Ketegangan politik meningkat minggu ini ketika seorang juru bicara militer menolak untuk mengesampingkan kudeta, hanya beberapa hari menjelang sidang Parlemen baru, dan memperingatkan angkatan bersenjata dapat “mengambil tindakan” jika keluhannya tentang kecurangan suara tidak ditangani.
Analis yang berbasis di Myanmar Richard Horsey mengatakan kudeta yang akan segera terjadi sekarang tampaknya tidak mungkin.
“Tampaknya militer Myanmar telah mundur dari ancaman kudeta,” katanya di Twitter.
“Bagaimana menafsirkannya, dan apa artinya bagi stabilitas ke depan, tergantung pada detail di balik layar yang belum jelas.”
Komisi pemilihan Myanmar pada hari Kamis menolak tuduhan militer tentang kecurangan suara, dengan mengatakan tidak ada kesalahan yang cukup besar untuk mempengaruhi kredibilitas suara.

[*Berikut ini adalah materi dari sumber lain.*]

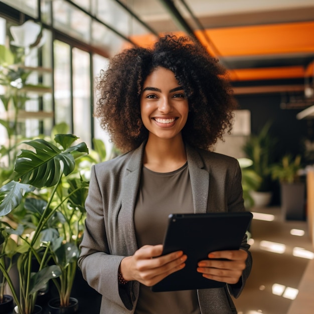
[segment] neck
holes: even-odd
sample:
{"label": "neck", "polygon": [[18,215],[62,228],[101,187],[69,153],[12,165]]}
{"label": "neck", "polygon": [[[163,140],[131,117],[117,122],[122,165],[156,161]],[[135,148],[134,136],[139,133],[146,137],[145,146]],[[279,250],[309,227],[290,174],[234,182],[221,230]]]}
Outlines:
{"label": "neck", "polygon": [[148,138],[145,146],[144,166],[156,172],[171,172],[182,167],[187,161],[182,137],[161,139]]}

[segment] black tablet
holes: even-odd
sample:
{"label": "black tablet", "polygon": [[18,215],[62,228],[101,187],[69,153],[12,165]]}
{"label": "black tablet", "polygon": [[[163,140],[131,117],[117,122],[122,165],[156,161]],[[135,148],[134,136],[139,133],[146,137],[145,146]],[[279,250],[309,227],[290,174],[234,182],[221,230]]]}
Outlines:
{"label": "black tablet", "polygon": [[154,292],[223,287],[196,271],[211,252],[239,249],[253,215],[250,212],[169,215],[163,254],[183,250],[186,266],[151,287]]}

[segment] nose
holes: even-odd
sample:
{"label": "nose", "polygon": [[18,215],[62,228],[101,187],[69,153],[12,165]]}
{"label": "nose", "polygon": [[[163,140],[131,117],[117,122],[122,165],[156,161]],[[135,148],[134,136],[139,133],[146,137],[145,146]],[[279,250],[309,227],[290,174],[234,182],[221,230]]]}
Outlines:
{"label": "nose", "polygon": [[161,98],[158,110],[163,113],[168,113],[172,110],[171,103],[167,97]]}

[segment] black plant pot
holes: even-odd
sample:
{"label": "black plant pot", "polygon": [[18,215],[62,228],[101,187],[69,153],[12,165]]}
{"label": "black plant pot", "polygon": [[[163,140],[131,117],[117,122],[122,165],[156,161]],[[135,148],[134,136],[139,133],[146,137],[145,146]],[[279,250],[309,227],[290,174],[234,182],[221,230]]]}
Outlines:
{"label": "black plant pot", "polygon": [[8,294],[4,294],[3,302],[0,303],[0,313],[12,312],[13,309],[13,297]]}
{"label": "black plant pot", "polygon": [[[14,312],[15,313],[19,313],[19,311],[18,310],[18,306],[16,306],[14,308]],[[35,304],[35,308],[33,311],[32,314],[42,314],[43,313],[43,308],[40,305],[38,305],[37,304]]]}
{"label": "black plant pot", "polygon": [[60,306],[60,300],[58,297],[48,302],[49,314],[74,314],[78,311],[78,300],[75,297],[70,298],[70,305],[66,307]]}

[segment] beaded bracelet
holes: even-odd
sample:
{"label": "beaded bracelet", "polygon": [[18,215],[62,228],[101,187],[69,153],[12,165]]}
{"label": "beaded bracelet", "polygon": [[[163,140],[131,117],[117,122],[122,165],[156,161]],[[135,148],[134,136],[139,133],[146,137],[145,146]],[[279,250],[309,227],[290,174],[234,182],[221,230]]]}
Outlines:
{"label": "beaded bracelet", "polygon": [[127,280],[126,280],[123,277],[122,274],[120,272],[118,273],[118,282],[120,284],[125,284],[128,282]]}

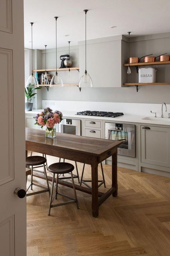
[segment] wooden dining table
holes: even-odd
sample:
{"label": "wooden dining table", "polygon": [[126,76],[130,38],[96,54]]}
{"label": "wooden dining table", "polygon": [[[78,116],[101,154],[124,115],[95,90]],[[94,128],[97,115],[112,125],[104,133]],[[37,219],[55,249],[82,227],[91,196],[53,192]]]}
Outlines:
{"label": "wooden dining table", "polygon": [[[99,207],[111,195],[116,197],[117,185],[117,148],[122,142],[66,134],[56,133],[56,138],[46,137],[45,131],[25,128],[26,156],[27,151],[90,165],[91,169],[91,189],[75,184],[76,190],[91,194],[93,216],[97,217]],[[112,187],[105,193],[99,192],[98,165],[112,157]],[[34,176],[45,179],[42,174],[34,172]],[[48,176],[49,181],[52,178]],[[72,188],[72,184],[60,180],[58,184]]]}

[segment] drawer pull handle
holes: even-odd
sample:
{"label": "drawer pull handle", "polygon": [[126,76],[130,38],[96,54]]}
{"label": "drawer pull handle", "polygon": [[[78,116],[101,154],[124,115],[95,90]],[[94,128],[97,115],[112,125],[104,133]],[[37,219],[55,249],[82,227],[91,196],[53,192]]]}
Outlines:
{"label": "drawer pull handle", "polygon": [[150,130],[151,128],[150,127],[148,127],[148,126],[143,126],[142,127],[142,129],[146,129],[146,130]]}

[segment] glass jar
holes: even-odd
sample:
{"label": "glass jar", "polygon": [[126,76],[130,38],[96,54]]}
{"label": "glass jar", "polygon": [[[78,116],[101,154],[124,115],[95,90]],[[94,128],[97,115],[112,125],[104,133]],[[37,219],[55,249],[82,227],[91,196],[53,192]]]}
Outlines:
{"label": "glass jar", "polygon": [[53,139],[56,137],[56,125],[52,128],[46,127],[46,137]]}

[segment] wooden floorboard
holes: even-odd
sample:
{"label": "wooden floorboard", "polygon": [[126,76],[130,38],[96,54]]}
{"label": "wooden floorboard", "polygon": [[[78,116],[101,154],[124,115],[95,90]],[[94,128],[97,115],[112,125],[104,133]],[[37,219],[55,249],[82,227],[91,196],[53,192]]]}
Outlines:
{"label": "wooden floorboard", "polygon": [[[47,159],[48,165],[58,161]],[[77,165],[81,176],[82,164]],[[110,187],[111,168],[103,165],[107,187],[102,185],[101,192]],[[86,165],[84,178],[90,178]],[[28,185],[30,180],[28,176]],[[34,180],[45,185],[44,180]],[[79,210],[75,204],[65,205],[52,208],[50,216],[48,193],[28,197],[27,256],[170,256],[170,179],[118,168],[118,196],[107,199],[97,218],[92,216],[91,196],[80,191]],[[71,188],[58,188],[74,197]],[[58,196],[59,202],[63,200],[67,199]]]}

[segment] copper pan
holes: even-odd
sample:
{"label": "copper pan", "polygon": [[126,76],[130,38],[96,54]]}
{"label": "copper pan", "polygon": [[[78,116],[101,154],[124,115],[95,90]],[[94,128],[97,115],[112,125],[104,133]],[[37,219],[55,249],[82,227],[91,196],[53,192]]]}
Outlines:
{"label": "copper pan", "polygon": [[[150,55],[152,55],[152,54],[150,54]],[[142,58],[146,57],[146,56],[149,56],[148,55],[145,55],[144,56],[142,56],[140,58],[138,58],[138,57],[131,57],[128,59],[128,63],[129,63],[129,64],[132,63],[138,63],[140,62],[140,61]]]}
{"label": "copper pan", "polygon": [[[143,59],[143,62],[155,62],[156,58],[158,57],[160,58],[161,56],[162,56],[162,57],[165,54],[167,54],[167,53],[164,53],[163,54],[159,55],[158,56],[156,56],[156,57],[155,57],[155,56],[152,56],[152,57],[151,57],[150,56],[149,57],[149,55],[148,55],[147,56],[146,56],[144,57]],[[150,55],[152,55],[152,54],[150,54]],[[162,60],[162,61],[163,61]]]}

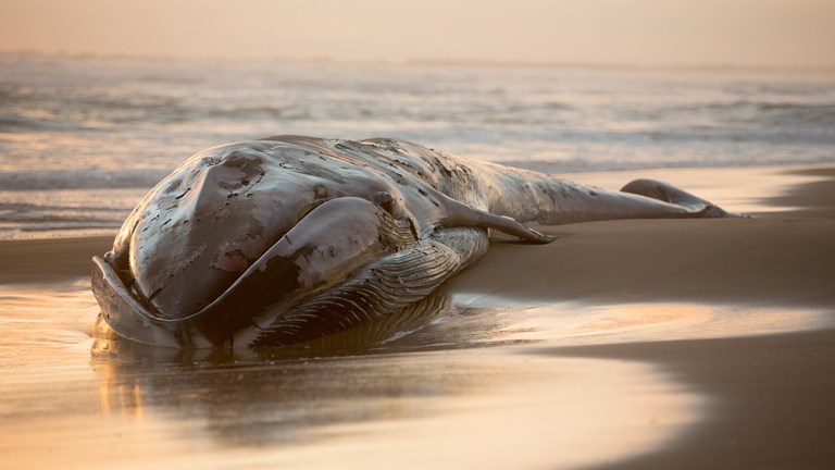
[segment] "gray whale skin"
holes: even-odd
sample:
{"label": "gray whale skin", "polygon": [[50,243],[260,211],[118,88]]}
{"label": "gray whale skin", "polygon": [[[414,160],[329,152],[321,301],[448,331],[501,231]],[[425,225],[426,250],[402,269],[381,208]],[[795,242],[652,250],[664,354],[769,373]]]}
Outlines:
{"label": "gray whale skin", "polygon": [[[205,149],[95,257],[101,320],[171,347],[286,345],[428,296],[525,222],[733,217],[671,185],[607,191],[390,139],[274,136]],[[529,249],[535,249],[531,247]]]}

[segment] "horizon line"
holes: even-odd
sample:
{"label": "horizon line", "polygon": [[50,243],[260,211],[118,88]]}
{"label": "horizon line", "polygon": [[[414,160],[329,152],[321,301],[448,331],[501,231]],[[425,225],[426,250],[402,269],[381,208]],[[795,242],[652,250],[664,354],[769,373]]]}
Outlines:
{"label": "horizon line", "polygon": [[495,69],[577,69],[577,70],[634,70],[634,71],[705,71],[705,72],[835,72],[832,64],[734,64],[716,63],[640,63],[640,62],[582,62],[548,60],[511,59],[443,59],[443,58],[404,58],[390,59],[336,59],[329,55],[300,57],[178,57],[169,54],[108,53],[108,52],[68,52],[41,51],[34,49],[0,50],[0,57],[45,57],[71,60],[135,60],[152,62],[221,62],[221,63],[276,63],[334,64],[334,65],[400,65],[400,66],[472,66]]}

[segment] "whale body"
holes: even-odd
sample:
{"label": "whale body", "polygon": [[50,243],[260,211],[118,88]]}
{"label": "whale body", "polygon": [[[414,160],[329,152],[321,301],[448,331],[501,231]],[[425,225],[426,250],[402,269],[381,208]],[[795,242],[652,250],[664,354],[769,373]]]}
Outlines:
{"label": "whale body", "polygon": [[621,191],[416,144],[274,136],[198,152],[95,257],[101,319],[173,347],[303,342],[406,308],[525,223],[733,217],[671,185]]}

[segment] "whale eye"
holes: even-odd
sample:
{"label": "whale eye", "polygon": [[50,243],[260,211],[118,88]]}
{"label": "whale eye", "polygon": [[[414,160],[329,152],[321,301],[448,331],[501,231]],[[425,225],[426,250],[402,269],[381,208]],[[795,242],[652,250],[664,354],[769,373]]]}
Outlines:
{"label": "whale eye", "polygon": [[389,191],[379,191],[374,196],[374,202],[386,210],[391,212],[395,208],[395,197]]}

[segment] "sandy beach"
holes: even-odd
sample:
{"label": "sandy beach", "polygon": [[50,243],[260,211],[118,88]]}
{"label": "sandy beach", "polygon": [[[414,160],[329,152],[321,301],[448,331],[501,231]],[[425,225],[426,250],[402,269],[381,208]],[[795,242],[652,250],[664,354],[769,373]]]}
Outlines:
{"label": "sandy beach", "polygon": [[570,175],[638,176],[752,218],[496,235],[333,354],[134,351],[94,332],[112,237],[0,242],[0,468],[835,465],[835,168]]}

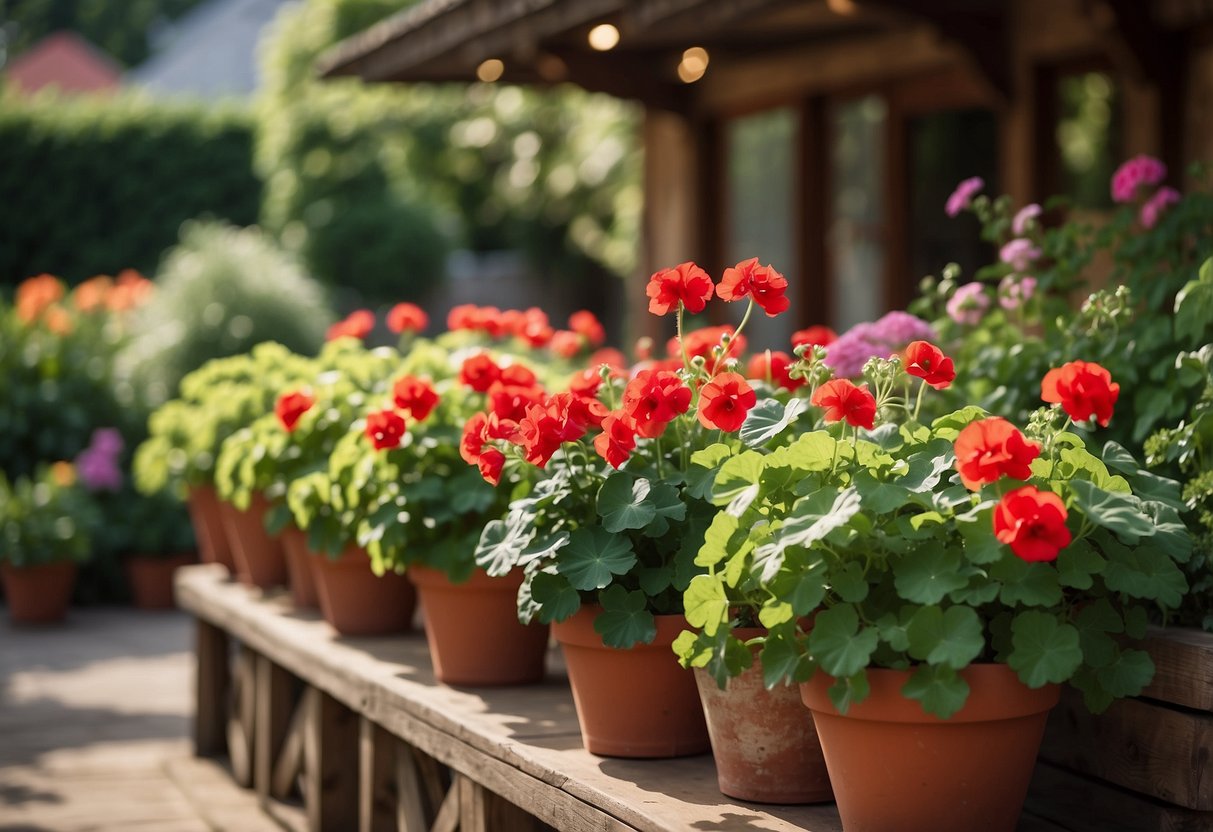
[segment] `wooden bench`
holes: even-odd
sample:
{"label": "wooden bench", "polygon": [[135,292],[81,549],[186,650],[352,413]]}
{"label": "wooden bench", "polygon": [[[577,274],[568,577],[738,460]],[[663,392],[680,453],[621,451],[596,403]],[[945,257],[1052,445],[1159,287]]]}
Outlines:
{"label": "wooden bench", "polygon": [[[420,632],[341,638],[220,568],[180,570],[177,602],[198,620],[198,753],[226,751],[266,800],[301,793],[311,830],[842,828],[832,804],[724,797],[710,754],[590,754],[558,650],[542,685],[455,689],[434,682]],[[1067,828],[1027,813],[1019,826]]]}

Tuduhan berulang tentara tentang penyimpangan dalam pemilihan, di mana NLD memenangkan 83 persen kursi, telah menyebabkan konfrontasi paling langsung antara pemerintah sipil dan militer, yang memiliki perjanjian pembagian kekuasaan yang canggung.
Konstitusi mencadangkan 25 persen kursi di Parlemen untuk militer dan kontrol tiga kementerian utama dalam pemerintahan Suu Kyi.
Kepala militer Min Aung Hlaing menambah ketakutan kudeta ketika dia mengatakan kepada personil militer pada hari Rabu bahwa Konstitusi harus dicabut jika tidak dipatuhi, mengutip contoh sebelumnya ketika piagam telah dihapuskan di Myanmar.
Dalam pernyataan hari Sabtu, militer mengatakan pernyataannya adalah “untuk membuat mereka memahami situasi Konstitusi.”